Character Sets in MariaDB Enterprise Server

MariaDB Enterprise Server in SkySQL supports many different character sets. Character sets allow users to store characters from many different languages in the database. Some character sets also support special characters like currency symbols, mathematical symbols, musical symbols, and emoji.

Character sets are configured independently on the server and the client. The server and the client should typically use the same character set, otherwise there can be corruption or loss of data.

The detail provided here applies to:

  • MariaDB Platform for Transactions

  • MariaDB Platform for Smart Transactions

Supported Character Sets

For the full list of supported character sets, see Character Sets in Enterprise Server 10.5 and Character Sets in Enterprise Server 10.4.

SHOW CHARACTER SET
   LIKE 'latin%';
+----------+-----------------------------+---------------------+--------+
| Charset  | Description                 | Default collation   | Maxlen |
+----------+-----------------------------+---------------------+--------+
| latin1   | cp1252 West European        | latin1_swedish_ci   |      1 |
| latin2   | ISO 8859-2 Central European | latin2_general_ci   |      1 |
| latin5   | ISO 8859-9 Turkish          | latin5_turkish_ci   |      1 |
| latin7   | ISO 8859-13 Baltic          | latin7_general_ci   |      1 |
+----------+-----------------------------+---------------------+--------+

Server Character Set

The server character set is used to determine the default character set of new databases and tables, unless a different character set is specified for a given database or table.

Topology

Default Value

Transactional Standalone

utf8mb4

HA (Primary/Replica)

utf8mb4

Galera

utf8mb4

Analytical

utf8

HTAP

utf8

Checking the Server Character Set

SHOW SESSION VARIABLES
   LIKE 'character_set_server';
+----------------------+---------+
| Variable_name        | Value   |
+----------------------+---------+
| character_set_server | utf8mb4 |
+----------------------+---------+

Effect of the Server Character Set

The server character set is used to determine the default character set of new databases and tables, unless a different character set is specified for a given database or table. To demonstrate this effect:

Database's Default Character Set

A database's default character set is used to determine the character set of new tables within the database, unless a different character set is specified for a given table.

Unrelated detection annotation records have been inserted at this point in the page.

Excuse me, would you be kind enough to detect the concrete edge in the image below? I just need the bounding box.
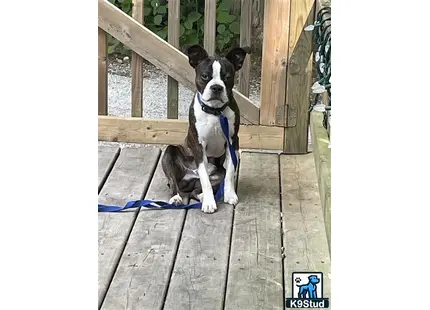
[310,111,331,256]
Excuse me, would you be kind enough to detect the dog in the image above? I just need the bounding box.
[162,44,251,213]
[296,275,320,298]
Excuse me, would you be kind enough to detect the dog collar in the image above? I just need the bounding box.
[197,92,228,116]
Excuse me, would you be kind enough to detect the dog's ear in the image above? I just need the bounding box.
[185,44,209,68]
[225,46,251,71]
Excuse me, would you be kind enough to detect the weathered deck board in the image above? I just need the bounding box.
[280,154,330,304]
[225,153,284,310]
[98,145,119,192]
[98,148,160,306]
[102,154,187,310]
[164,203,233,310]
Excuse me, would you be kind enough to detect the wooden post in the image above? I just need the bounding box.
[203,0,216,55]
[260,0,294,126]
[238,0,252,97]
[99,28,108,115]
[284,0,315,154]
[131,0,143,117]
[167,1,181,119]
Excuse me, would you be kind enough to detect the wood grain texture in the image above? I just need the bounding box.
[98,145,119,193]
[310,111,331,254]
[225,152,284,310]
[164,203,233,310]
[131,0,144,117]
[98,147,160,306]
[98,28,108,115]
[98,0,260,124]
[238,0,252,97]
[102,155,188,310]
[203,0,216,56]
[260,0,295,126]
[167,1,181,119]
[280,154,331,304]
[284,0,315,154]
[98,116,284,150]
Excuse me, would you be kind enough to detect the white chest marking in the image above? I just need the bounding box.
[194,96,234,157]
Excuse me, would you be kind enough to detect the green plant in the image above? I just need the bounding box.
[108,0,240,55]
[108,0,133,56]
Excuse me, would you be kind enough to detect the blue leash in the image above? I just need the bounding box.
[99,115,237,212]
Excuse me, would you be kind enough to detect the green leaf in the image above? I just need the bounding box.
[143,7,152,16]
[157,5,167,14]
[187,11,202,23]
[218,1,231,12]
[185,29,197,36]
[184,35,199,45]
[122,3,131,13]
[108,45,115,55]
[151,0,160,8]
[228,21,240,34]
[216,11,236,24]
[217,24,225,34]
[184,19,193,29]
[157,27,167,40]
[154,15,163,25]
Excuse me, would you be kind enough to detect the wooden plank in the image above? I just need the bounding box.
[164,203,233,310]
[98,145,119,193]
[98,148,160,306]
[167,1,181,119]
[102,155,189,310]
[131,0,144,117]
[311,111,331,254]
[98,116,284,150]
[280,154,331,308]
[238,0,252,97]
[260,0,294,126]
[284,0,315,154]
[98,28,108,115]
[225,152,284,309]
[98,0,260,124]
[203,0,216,55]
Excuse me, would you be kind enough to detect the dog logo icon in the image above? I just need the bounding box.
[296,275,320,298]
[286,272,329,309]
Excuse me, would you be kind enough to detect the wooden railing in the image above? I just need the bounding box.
[98,0,314,153]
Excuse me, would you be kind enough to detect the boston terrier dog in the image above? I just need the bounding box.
[161,45,251,213]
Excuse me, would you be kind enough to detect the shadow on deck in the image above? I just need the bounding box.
[98,146,330,310]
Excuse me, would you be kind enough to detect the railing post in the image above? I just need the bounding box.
[98,28,108,115]
[284,0,315,154]
[203,0,216,55]
[238,0,252,97]
[260,0,292,126]
[167,1,181,119]
[131,0,144,117]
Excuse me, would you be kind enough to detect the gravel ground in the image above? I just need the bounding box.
[103,57,311,153]
[108,58,260,120]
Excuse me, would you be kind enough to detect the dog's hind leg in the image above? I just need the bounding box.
[161,145,186,205]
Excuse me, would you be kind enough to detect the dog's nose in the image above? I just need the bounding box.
[211,85,222,94]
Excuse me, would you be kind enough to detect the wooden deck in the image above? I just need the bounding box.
[98,146,330,310]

Checking a Database's Default Character Set

SELECT DEFAULT_CHARACTER_SET_NAME
FROM information_schema.SCHEMATA
WHERE SCHEMA_NAME='db1';
+----------------------------+
| DEFAULT_CHARACTER_SET_NAME |
+----------------------------+
| utf8mb4                    |
+----------------------------+

Setting a Database's Default Character Set and Collation

CREATE DATABASE db1
   DEFAULT CHARACTER SET 'utf8';

The new database's default collation will be the default collation for the specified character set.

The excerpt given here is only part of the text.